NCPA lobbies for MTM coverage under Medicare Part D

ALEXANDRIA, Va. — The National Community Pharmacists Association on Wednesday urged U.S. Senators on the Senate Finance Committee to support a proposal — scheduled for a vote as soon as Thursday — intended to expand coverage in the Medicare Part D prescription drug program of medication therapy management programs.

“Community pharmacists are highly trained medication experts and expanding the MTM services that they provide can achieve better health outcomes and lower overall costs,” Douglas Hoey, NCPA CEO said. “The challenges of not adhering to prescription drug therapy are real and expensive, and pharmacist-delivered MTM services can make a world of difference for patients.”

The change is proposed by Sens.
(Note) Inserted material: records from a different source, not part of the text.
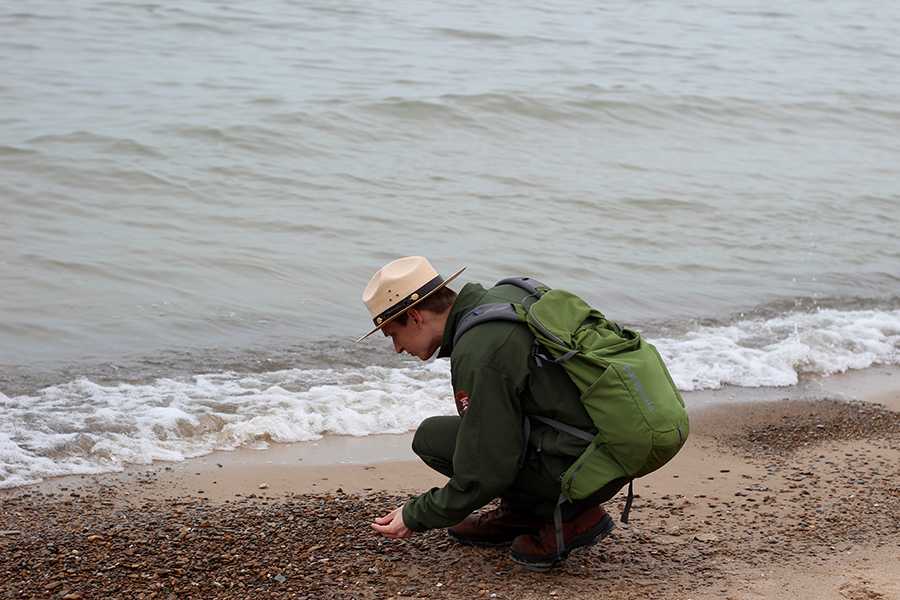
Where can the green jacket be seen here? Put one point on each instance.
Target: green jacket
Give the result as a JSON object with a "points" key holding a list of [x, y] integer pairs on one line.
{"points": [[496, 383]]}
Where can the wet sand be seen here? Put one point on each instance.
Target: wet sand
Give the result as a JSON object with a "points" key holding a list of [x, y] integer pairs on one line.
{"points": [[770, 499]]}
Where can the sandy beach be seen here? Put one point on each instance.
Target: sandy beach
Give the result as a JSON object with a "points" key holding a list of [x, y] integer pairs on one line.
{"points": [[769, 499]]}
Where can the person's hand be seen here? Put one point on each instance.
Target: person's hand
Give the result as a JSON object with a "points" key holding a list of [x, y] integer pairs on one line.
{"points": [[391, 525]]}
Pat Roberts, R-Kan., and Robert Casey, D-Penn., as an amendment to legislation before the Senate committee that would temporarily prevent cuts to Medicare payments to physicians. The Roberts-Casey amendment would require the U.S. Centers for Medicare and Medicaid Services to study whether the coverage of MTM services for patients with one chronic condition would reduce Medicare spending overall through the avoidance of costlier treatments such as hospitalizations. If CMS determines that the expansion in coverage would lower costs, then the expansion of MTM coverage would be required. Currently, only those patients suffering from specific multiple chronic conditions are eligible for MTM services.

Research indicates that the cost savings from MTM can be significant. One Minnesota study found a 12-to-1 return-on-investment for MTM.  In North Carolina, MTM programs helping seniors produced a 13-to-1 return.  

MTM involves pharmacists working with patients to review and monitor their medication plan to maximize its effectiveness and avoid potential health problems, ultimately helping to reduce costs in the long run.  

The Roberts-Casey amendment stems from bipartisan legislation (S. 557, the Medication Therapy Management Empowerment Act) introduced by Sen. Kay Hagan, D-N.C., and cosponsored by Casey, Roberts and 28 other senators.